Why Poetry?

Why do we write poems?

What do they do that prose, painting and music, say, cannot do so well?

Boris Pasternak reckoned that poetry combined the best of the arts, that it it was a mixture of meaning, music and painting – that is to say, reflective and emotional thought; musical combinations of words (often utilising the likes of rhyme, and assonance); and visual imagery (including metaphors, similes and symbols). There is something else, too: we are accustomed to using prose every day unthinkingly – from writing shopping lists to banging off texts; but to reach deeper and more complex feelings or to celebrate profound moods of joy or sadness we tend to favour a more carefully crafted, ritualistic language, echoing the age-old texts of liturgies. Instinctively we know that the soul responds more to a language that has greater weight and resonance as well as memorability and a capacity to be savoured. This is what poetry does more than any other form of writing (and scholars believe that our distant ancestors first composed complex texts in verse rather than in prose because verse was the language of memory).

Poetry, too, is arguably more expressive and versatile than painting and music; a symphony can move you to tears, but poetry can do that, and it can also prompt you to explore, question and debate the great themes of humanity, namely love, time, death and nature.
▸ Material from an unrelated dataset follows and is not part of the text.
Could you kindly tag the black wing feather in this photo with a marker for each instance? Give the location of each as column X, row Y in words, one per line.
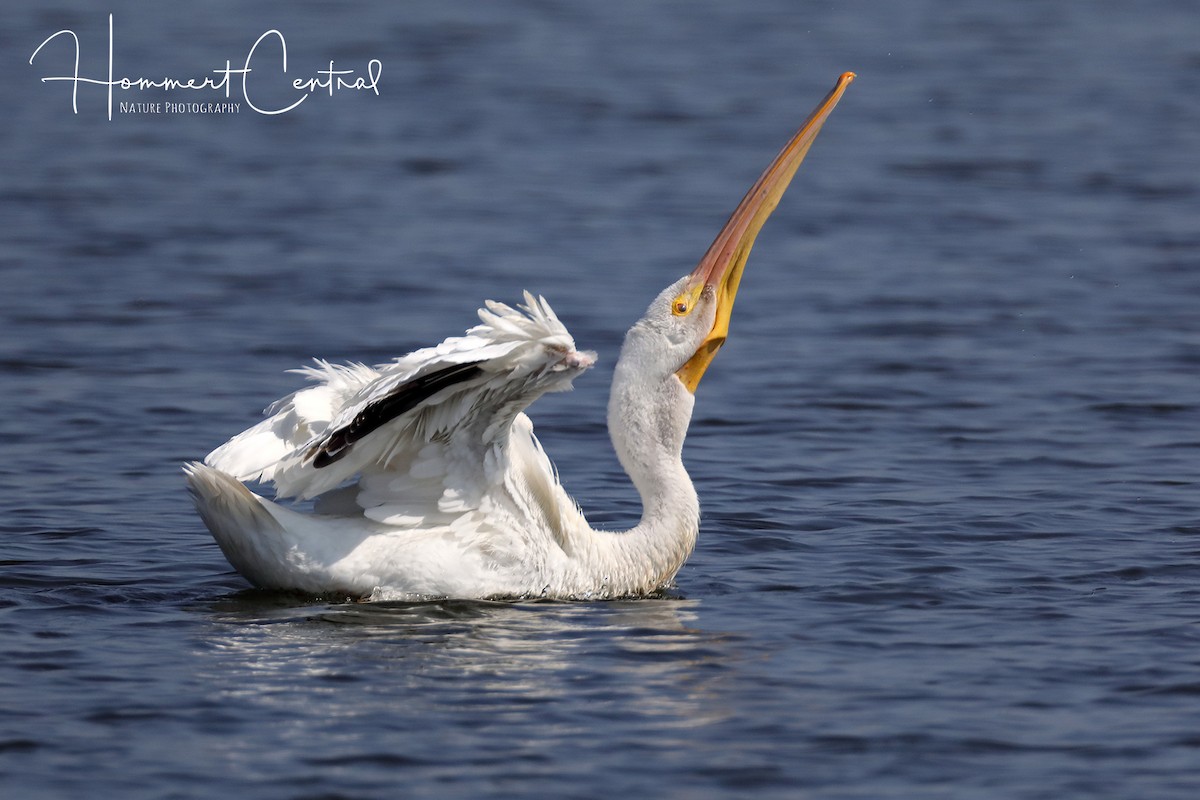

All attempts to encourage to poetry will therefore naturally encourage a greater understanding of ourselves and our neighbours and our relationship to the world and the cosmos – and to nature (including our endangered trees and rivers) and the divine. That is why poetry festivals such as Strokestown delay the Armageddon clock: by enlarging our scope for imaginative, and therefore creative and healing, activity. Festival sponsors have never spent a better cent.

Bearing witness to the soulful nature of poetry and the way that verse can burrow down behind surfaces, the winning poems of this year’s competitions all touch upon the human condition and the stresses of social relationships with their pressures and crises. Majella Kelly’s English-language prize-winning poem ‘Virginia Creeper’ performs the considerable feat of transposing the pain of institutionalised tyranny into the voice of a natural plant, giving us a fresh and troubling insight into a contemporary horror. In a lighter vein, but with plenty of pathos, Roisin Bugler, winner of the Percy French prize, takes the lonely heart ad to a comic pitch and exaggerates qualities in the heroic tradition of the Táin: ‘His skin was the brown paper bag holding a Chinese take out meal / His laugh was one hundred vuvuzelas’. Áine Ní Ghlinn, winner of the Irish language prize, delivers a powerful and disturbing tale of female victimisation in ‘Mise Leis’ in which the short repeated refrain of the title transforms itself into the cry of a wounded animal.

Marian Griffin, winner of the Roscommon Poets’ prize, manages to welcome us into a stranger’s house in ‘Danny and the Saints’ and then takes us beyond it to the world of the patron saints, with levity and poignancy. Nathan Kelly, winner of the primary schools’ category, captures the essence of what makes a bully tick – ‘Lots of people look up to you. / If they don’t you’ll turn sour.’ That word ‘sour’ is just right – the bully needs perpetual adoration to avoid becoming the equivalent of rancid milk. And Jorja Rowe, winnder of the secondary schools’ category, reminds us in crystalline words that ‘There is No Such Thing as Perfect’, a poem that’s like a secular catchecism capturing the essence of a healthy attitude towards life: ‘Be happy. Not perfect.’

These poems are just the tip of an iceberg; many many more were written and submitted to the competitions, and it was especially heartening that the local schools rose to the occasion. Every poem is a means of developing the imagination in its author and readers, and it is imagination that lies behind not only creativity but also compassion. We need both of them to make the world a better place, or, less ambitiously, to make our relationships with family and friends as healthy as possible. Strokestown and its committee and its diligent judges and gifted writers have done themselves proud.